In those first days (right before I actually took a job at that inn), assorted fungophiles were showing up in the early evening to cook their foraged specimens in the living room fireplace, a stand alone thing with a pull screen and rock rim. The brandy, butter and mushrooms mixed in with the smell of rain was more than good; it was intoxicating. And as I considered these cozy looking hobbits in raincoats, emitting their pheromones of mycological contentment, I wondered: What other world is this I’ve entered, with its rainbows, its deep shadows, its deer and bear padding around in the dark, forest-y background?

When fall came, I think it was probably spectacular enough, but then I hadn’t started comparing them yet.
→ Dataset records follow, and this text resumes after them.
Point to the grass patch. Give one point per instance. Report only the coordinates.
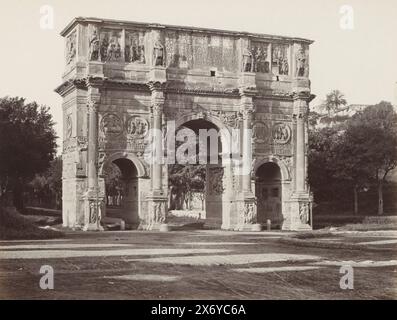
(313, 235)
(368, 227)
(14, 226)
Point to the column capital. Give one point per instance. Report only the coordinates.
(157, 102)
(300, 108)
(247, 107)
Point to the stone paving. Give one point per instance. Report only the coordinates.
(193, 265)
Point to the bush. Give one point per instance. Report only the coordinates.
(14, 226)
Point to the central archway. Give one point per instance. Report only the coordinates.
(122, 191)
(268, 192)
(206, 188)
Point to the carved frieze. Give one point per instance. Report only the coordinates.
(259, 51)
(135, 47)
(261, 132)
(281, 133)
(94, 45)
(158, 54)
(248, 65)
(69, 126)
(249, 216)
(215, 181)
(111, 125)
(71, 45)
(304, 212)
(137, 127)
(302, 61)
(280, 59)
(110, 46)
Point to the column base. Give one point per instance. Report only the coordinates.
(158, 74)
(300, 216)
(156, 218)
(247, 215)
(93, 207)
(93, 227)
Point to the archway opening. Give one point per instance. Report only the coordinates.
(268, 191)
(196, 187)
(121, 187)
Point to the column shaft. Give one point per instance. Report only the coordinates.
(247, 152)
(158, 151)
(92, 146)
(300, 154)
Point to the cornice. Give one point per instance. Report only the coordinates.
(153, 26)
(169, 87)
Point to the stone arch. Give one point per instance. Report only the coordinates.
(223, 129)
(285, 172)
(125, 155)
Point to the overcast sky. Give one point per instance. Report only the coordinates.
(361, 62)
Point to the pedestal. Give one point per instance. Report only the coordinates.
(158, 74)
(247, 80)
(300, 217)
(157, 213)
(247, 214)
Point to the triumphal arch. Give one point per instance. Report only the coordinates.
(124, 80)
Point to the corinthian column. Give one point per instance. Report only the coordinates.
(157, 166)
(157, 197)
(93, 200)
(247, 219)
(300, 114)
(299, 215)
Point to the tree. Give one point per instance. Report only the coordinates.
(372, 137)
(321, 172)
(183, 181)
(27, 144)
(333, 101)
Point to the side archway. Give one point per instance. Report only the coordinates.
(140, 167)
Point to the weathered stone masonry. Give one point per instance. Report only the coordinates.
(123, 78)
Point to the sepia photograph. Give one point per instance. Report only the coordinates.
(198, 158)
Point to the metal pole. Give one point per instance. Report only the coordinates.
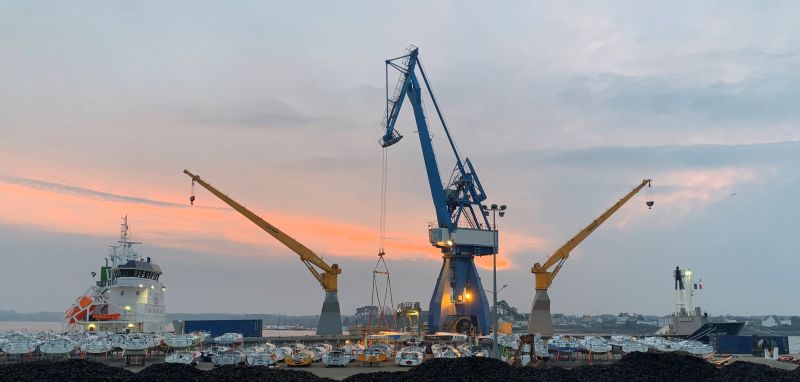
(494, 290)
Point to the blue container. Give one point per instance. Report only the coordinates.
(747, 344)
(247, 328)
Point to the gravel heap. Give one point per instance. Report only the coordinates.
(632, 367)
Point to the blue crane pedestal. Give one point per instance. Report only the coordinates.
(540, 321)
(459, 303)
(330, 319)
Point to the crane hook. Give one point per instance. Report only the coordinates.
(650, 202)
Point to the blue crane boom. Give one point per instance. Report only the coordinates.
(462, 229)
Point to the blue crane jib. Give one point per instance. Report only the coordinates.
(462, 229)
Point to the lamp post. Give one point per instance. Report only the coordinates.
(494, 210)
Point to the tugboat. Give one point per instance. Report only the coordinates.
(129, 297)
(688, 321)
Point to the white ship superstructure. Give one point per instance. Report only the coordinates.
(129, 297)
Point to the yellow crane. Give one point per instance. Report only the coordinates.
(330, 319)
(539, 321)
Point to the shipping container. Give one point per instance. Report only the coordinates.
(247, 328)
(751, 344)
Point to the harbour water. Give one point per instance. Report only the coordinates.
(31, 326)
(794, 341)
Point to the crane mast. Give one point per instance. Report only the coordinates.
(540, 321)
(327, 275)
(461, 230)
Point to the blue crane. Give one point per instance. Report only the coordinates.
(462, 230)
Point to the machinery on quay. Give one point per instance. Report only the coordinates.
(330, 319)
(461, 230)
(540, 321)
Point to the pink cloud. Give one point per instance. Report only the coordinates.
(208, 229)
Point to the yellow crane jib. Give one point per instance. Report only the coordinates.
(540, 321)
(327, 275)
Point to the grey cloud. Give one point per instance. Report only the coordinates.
(770, 97)
(660, 157)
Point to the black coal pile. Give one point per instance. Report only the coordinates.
(753, 372)
(378, 376)
(664, 366)
(167, 372)
(461, 369)
(74, 370)
(242, 373)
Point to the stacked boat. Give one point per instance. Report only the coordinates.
(660, 344)
(595, 344)
(140, 341)
(229, 339)
(695, 347)
(445, 351)
(373, 354)
(300, 357)
(20, 344)
(60, 346)
(182, 341)
(336, 358)
(228, 357)
(563, 345)
(410, 356)
(627, 344)
(183, 357)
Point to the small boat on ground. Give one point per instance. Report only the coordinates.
(695, 347)
(409, 356)
(180, 341)
(209, 353)
(183, 357)
(20, 346)
(319, 352)
(139, 341)
(100, 345)
(230, 357)
(447, 352)
(229, 339)
(372, 355)
(336, 358)
(595, 344)
(300, 358)
(61, 346)
(559, 344)
(262, 358)
(659, 344)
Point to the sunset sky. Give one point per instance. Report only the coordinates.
(562, 108)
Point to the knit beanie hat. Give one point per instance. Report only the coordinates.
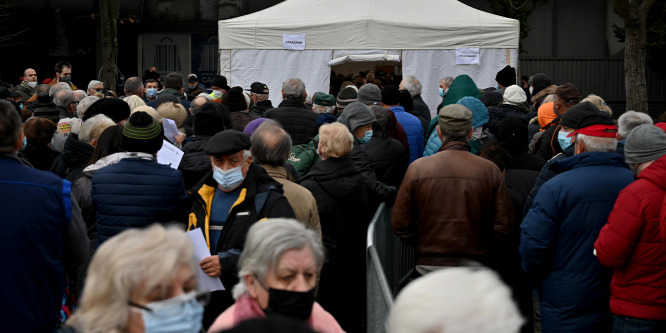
(113, 108)
(355, 115)
(391, 95)
(479, 111)
(514, 95)
(234, 100)
(370, 94)
(142, 133)
(208, 120)
(346, 96)
(644, 143)
(506, 76)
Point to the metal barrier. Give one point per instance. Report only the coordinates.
(387, 261)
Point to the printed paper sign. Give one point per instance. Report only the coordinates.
(467, 56)
(293, 42)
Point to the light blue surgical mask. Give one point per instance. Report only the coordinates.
(563, 140)
(366, 137)
(228, 179)
(151, 92)
(182, 313)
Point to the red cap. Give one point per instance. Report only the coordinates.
(602, 131)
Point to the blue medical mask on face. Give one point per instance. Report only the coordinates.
(229, 179)
(563, 140)
(366, 137)
(182, 313)
(151, 92)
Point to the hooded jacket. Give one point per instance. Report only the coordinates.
(631, 244)
(557, 238)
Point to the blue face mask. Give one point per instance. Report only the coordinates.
(151, 92)
(182, 313)
(366, 137)
(229, 179)
(563, 140)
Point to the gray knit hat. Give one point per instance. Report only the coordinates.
(370, 94)
(356, 114)
(645, 143)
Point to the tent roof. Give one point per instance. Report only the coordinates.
(371, 25)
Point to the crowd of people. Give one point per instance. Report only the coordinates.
(506, 193)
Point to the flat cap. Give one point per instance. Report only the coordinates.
(227, 142)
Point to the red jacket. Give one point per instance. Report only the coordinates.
(631, 244)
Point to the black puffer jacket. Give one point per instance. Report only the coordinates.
(342, 202)
(299, 122)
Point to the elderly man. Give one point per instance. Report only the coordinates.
(452, 206)
(299, 122)
(231, 198)
(558, 232)
(27, 88)
(631, 243)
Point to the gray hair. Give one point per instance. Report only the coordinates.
(84, 104)
(134, 261)
(265, 244)
(630, 120)
(294, 89)
(593, 143)
(63, 98)
(270, 144)
(92, 128)
(412, 84)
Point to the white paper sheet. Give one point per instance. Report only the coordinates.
(170, 129)
(169, 155)
(201, 251)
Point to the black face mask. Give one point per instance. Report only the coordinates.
(292, 304)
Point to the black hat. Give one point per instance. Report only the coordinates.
(142, 133)
(506, 77)
(113, 108)
(583, 115)
(258, 88)
(227, 142)
(234, 99)
(390, 95)
(208, 120)
(220, 82)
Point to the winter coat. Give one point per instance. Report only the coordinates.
(452, 204)
(73, 159)
(299, 122)
(135, 193)
(344, 215)
(630, 244)
(557, 237)
(414, 131)
(387, 158)
(195, 163)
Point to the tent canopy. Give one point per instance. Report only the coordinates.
(371, 25)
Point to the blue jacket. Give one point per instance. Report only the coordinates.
(36, 211)
(557, 238)
(413, 129)
(135, 193)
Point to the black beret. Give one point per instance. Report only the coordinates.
(227, 142)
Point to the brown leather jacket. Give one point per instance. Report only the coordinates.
(452, 204)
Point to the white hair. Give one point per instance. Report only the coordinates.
(92, 128)
(630, 120)
(412, 84)
(265, 244)
(455, 300)
(134, 261)
(595, 143)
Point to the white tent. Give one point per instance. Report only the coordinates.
(422, 34)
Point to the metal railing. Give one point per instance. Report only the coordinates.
(387, 261)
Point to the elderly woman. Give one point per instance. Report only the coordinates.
(278, 273)
(142, 280)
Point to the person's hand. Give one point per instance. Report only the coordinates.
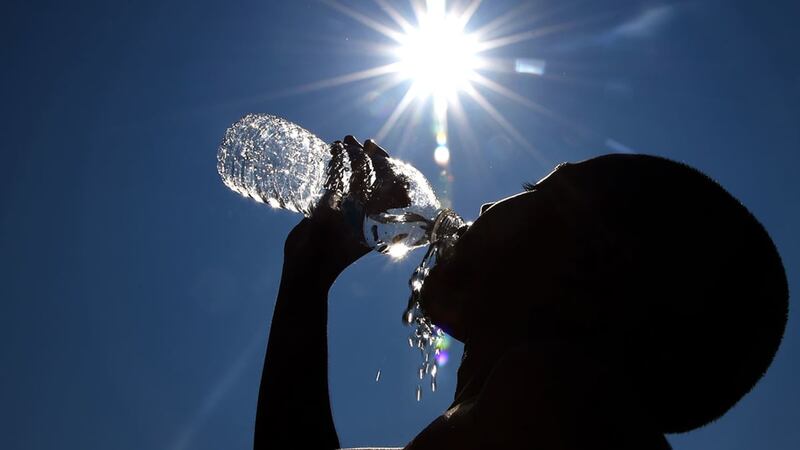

I’d never seen aspens before or big swaths of color doing their slow-mo stadium waves. I’d been back East, where the fall was much more about nine-inch maples leaves crunching underfoot at Central Park, and the eventual freezing of the duck and sailboat ponds.

The San Juans were something else. The vast mountains were alive and speaking. Entire geographies of scrub oak and aspens were transmutating. One of the first people I met in Telluride used the term “tunnels of fire” to describe the 22K gold envelope of aspens lining a trail as we walked up and through it.

In a sense, yes, on first glance, tunnels of fire, with visuals of orange and red and yellow licking flames. But the feeling was different. It was warm and interior and soft, a yellow that actually felt like it was being understood and absorbed by my body in a way I imagined the sun was understood and absorbed by plants. The gold light coming through the leaf? I could taste it, identify it landing on the back of my skull. Swallow it, sense it deep within and also right under my skin, as if my body, heart and soul needed a visible-spectrum vitamin to survive the coming cold.

When my mom passed away, almost 15 years ago now, I felt I needed to speak in part about aspens. It was that time of year in Colorado, they were on my mind, and we’d had a fall of extraordinary scope that just went on and on and on. But also, my mom, a fine and knowledgeable gardener, had been fascinated with this particular tree that she considered exotic simply because it didn’t thrive in the Northwest. I think I compared her passing to a tree having lost the last of its sun-drenched, living, breathing leaves.

Looking back, I think I was actually reaching at aspens to indicate, imperfectly and imprecisely, what fall does to the senses, to memory, to the heart, to our eroding notions of cycles, and time passing or standing still. To help me grasp big important things better, to help me grasp them at all. Every year since, I have tried to figure out my response to the slow-rising color in the turning aspens.

This year, with the drought and high heat, it’s the individual trees I’ve been observing and reacting to — the way it feels standing under one as the leaves quake and glint in the wind and sun. The quality of the micro-pockets of shade, the dark and the light all around, the dappling of the ground, that radiant yellow light streaming through the leaf portals to reach you, to infuse you with warmth before the yearly invasion of ice crystals, to call your attention to an aspen tree’s magnificence in the scheme of things.

When I try to recall the details of years of aspens turning, it really feels more like trying to slip back into a dream to gather it up, to secure the location, stand in it and attempt to feel it while looking around at whatever details I can glean. Like a traveler in time — and a tiny one, for sure — shooting through a wormhole of gold to get to a spot where the present moment can ring, briefly, but clarion-like and golden yellow.